'NA' as value for ONE ENTRY in new column when using MUTATE in R

I created a new column (class_cost_z) to find zscores of costs associated with groups of people. both the class column and the cost column had no ‘NA’ values, however, when I mutate to a new column based on these two columns I am getting an ‘NA’ value for one row. I don’t know why?!

The code I was using is as follows:

df <- 
  df%>% 
  group_by(class) %>% 
  mutate(class_cost_z = (cost - mean(cost, na.rm=TRUE)/(sd(cost, na.rm=TRUE))))
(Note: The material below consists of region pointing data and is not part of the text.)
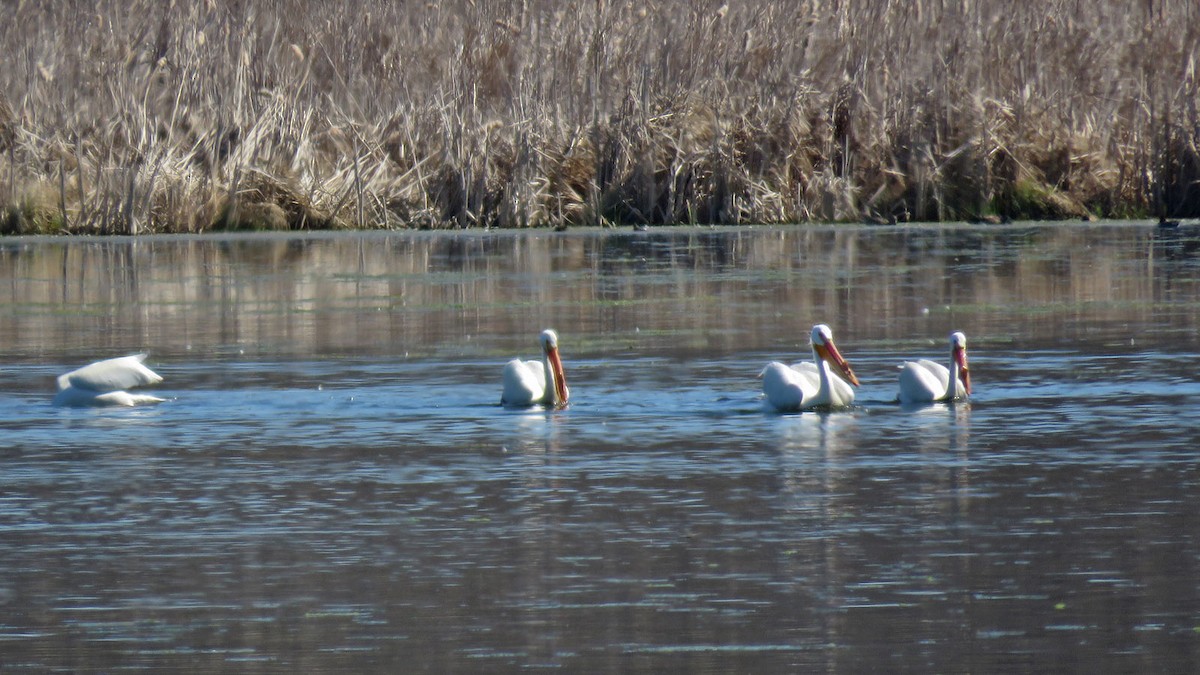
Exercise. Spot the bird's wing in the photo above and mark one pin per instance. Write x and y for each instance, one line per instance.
(111, 375)
(923, 381)
(525, 382)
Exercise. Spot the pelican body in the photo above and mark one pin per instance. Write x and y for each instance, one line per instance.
(533, 382)
(103, 383)
(924, 381)
(826, 382)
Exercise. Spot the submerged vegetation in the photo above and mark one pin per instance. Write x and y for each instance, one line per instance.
(141, 115)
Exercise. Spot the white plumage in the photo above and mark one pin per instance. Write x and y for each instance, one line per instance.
(811, 384)
(924, 381)
(532, 382)
(103, 383)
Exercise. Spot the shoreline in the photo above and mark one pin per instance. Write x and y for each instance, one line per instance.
(151, 118)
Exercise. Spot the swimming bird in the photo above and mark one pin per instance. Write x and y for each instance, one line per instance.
(924, 381)
(103, 383)
(533, 382)
(825, 382)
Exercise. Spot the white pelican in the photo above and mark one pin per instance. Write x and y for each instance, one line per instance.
(811, 384)
(532, 382)
(924, 381)
(103, 383)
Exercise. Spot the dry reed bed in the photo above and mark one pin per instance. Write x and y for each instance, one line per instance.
(138, 115)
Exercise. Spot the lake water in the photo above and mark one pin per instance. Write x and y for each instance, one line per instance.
(333, 487)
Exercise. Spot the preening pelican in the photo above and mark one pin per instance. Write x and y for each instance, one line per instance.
(532, 382)
(811, 384)
(924, 381)
(103, 383)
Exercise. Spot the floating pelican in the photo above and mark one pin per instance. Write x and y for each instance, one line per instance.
(103, 383)
(532, 382)
(811, 384)
(924, 381)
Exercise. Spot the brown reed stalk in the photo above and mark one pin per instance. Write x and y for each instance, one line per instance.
(521, 113)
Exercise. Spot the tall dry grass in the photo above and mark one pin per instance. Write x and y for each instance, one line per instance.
(139, 115)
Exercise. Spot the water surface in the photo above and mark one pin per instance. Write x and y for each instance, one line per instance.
(334, 487)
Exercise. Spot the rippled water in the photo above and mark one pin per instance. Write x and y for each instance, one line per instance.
(333, 487)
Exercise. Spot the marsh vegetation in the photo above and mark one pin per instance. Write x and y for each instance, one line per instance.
(131, 117)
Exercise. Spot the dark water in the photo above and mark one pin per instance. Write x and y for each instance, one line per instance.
(333, 487)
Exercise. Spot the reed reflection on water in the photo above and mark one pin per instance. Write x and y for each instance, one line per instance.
(334, 485)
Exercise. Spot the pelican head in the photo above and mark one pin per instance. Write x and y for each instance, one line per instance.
(825, 350)
(959, 357)
(559, 393)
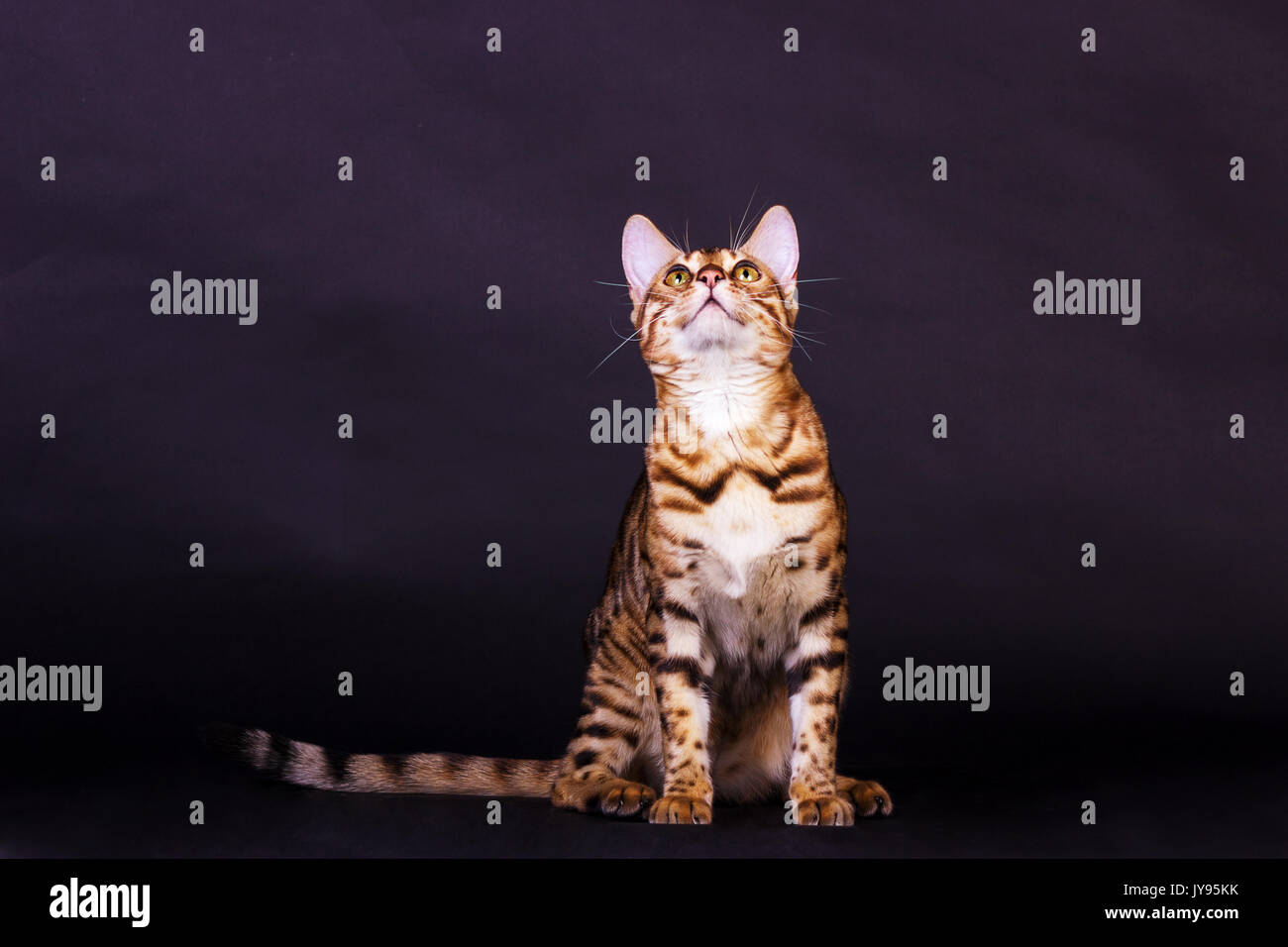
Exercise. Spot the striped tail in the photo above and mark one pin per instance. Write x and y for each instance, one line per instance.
(318, 767)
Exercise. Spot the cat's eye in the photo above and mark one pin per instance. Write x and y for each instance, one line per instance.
(678, 277)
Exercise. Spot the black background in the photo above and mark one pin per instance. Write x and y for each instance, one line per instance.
(472, 425)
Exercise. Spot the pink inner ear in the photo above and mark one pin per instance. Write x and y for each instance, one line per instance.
(644, 252)
(774, 244)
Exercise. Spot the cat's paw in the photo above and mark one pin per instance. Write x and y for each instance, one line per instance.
(608, 795)
(824, 810)
(623, 797)
(677, 808)
(868, 797)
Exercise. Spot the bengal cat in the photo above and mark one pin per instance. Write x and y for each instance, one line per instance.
(717, 652)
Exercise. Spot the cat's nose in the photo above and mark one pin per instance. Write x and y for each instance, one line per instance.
(711, 274)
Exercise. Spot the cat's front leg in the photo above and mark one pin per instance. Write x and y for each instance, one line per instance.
(815, 680)
(682, 681)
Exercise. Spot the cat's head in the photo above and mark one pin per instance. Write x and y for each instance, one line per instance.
(720, 307)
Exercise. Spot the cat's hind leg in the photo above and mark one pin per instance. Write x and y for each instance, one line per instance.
(616, 732)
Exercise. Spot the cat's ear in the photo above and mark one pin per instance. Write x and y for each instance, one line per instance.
(644, 252)
(773, 243)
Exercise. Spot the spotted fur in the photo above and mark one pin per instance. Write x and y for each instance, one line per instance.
(717, 651)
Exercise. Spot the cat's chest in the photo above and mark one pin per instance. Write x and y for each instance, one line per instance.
(746, 538)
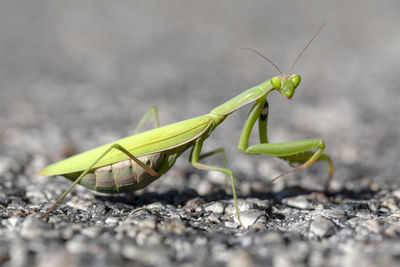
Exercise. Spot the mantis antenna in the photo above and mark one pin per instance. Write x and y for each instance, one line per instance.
(307, 45)
(261, 55)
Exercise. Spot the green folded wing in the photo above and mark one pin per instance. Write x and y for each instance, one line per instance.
(157, 139)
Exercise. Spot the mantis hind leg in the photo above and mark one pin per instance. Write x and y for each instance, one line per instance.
(306, 159)
(292, 151)
(77, 181)
(153, 110)
(195, 157)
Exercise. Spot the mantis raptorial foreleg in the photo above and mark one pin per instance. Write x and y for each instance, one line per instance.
(292, 151)
(153, 110)
(78, 180)
(195, 157)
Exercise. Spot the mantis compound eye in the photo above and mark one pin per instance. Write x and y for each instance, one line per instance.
(276, 82)
(296, 80)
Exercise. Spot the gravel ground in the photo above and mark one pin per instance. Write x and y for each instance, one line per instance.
(74, 76)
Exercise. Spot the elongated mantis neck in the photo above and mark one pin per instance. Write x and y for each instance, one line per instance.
(244, 98)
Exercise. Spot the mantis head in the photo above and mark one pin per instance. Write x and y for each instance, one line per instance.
(286, 84)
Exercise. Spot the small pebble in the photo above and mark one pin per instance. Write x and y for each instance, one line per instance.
(216, 207)
(250, 217)
(322, 227)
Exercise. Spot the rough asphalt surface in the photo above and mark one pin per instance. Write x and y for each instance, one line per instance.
(74, 76)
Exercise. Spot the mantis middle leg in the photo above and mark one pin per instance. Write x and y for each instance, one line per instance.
(195, 157)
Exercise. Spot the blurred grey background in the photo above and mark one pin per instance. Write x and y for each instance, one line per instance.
(83, 73)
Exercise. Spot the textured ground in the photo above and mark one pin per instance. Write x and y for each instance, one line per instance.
(76, 76)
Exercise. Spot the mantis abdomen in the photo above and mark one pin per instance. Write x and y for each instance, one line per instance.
(123, 176)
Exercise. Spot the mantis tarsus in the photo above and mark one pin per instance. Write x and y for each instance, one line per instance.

I checked the data using this code which is helpful to determine NA:

APC2[is.na(df$class_cost_z),]

I did also try removing the ‘na.rm=TRUE’ just in case this was causing any issue but I get the same result - always the same row having an ‘NA’ result in the ‘class_cost_z’ column. Any help in resolving this would be appreciated! :slight_smile:

1 Like

Hi @samjee410,

It’s hard to say really. Since you’re grouping by class, which class has the ‘NA’ value? Are the values in the cost column all numeric?

And if it’s possible, can you share the full code?

1 Like

Hi, thanks for your reply.

The class with the NA value is what is being referred to as ‘RN’, and this is the class being used for many other enties.

The Cost is all numeric as per below, I also checked the row with the NA resulting value and there is nothing unusual about it.

class(data2$Cost)
[1] “numeric”

The code that is giving me a table of the tallies of NA, NULLS and BLANKS is as follows (see also screenshot for output in R studio viewer):

na_NULL_blank <- sapply(data2, function(x) sum(is.na(x) | x == "" | x== "NULL"))
View(na_NULL_blank)

na_null_blank output

I don’t know if this is the problem, though it is correctly tallying other columns in the data (ie. they are showing as ‘0’).

It could be a red herring, but after the grouping by class, is it possible to just get the “RN” group and calculate the cost zscore for only that group? If possible, does it return “NA”?

2 Likes

Sorry for late reply, I’ve decided to not use the code and run simple checks for individual na and blanks.

subset(df, is.na(D1))
subset(df, is.na(D1)|trimws(D1) == "")
1 Like

I see.

No worries then; I’m glad you’ve found an alternate solution.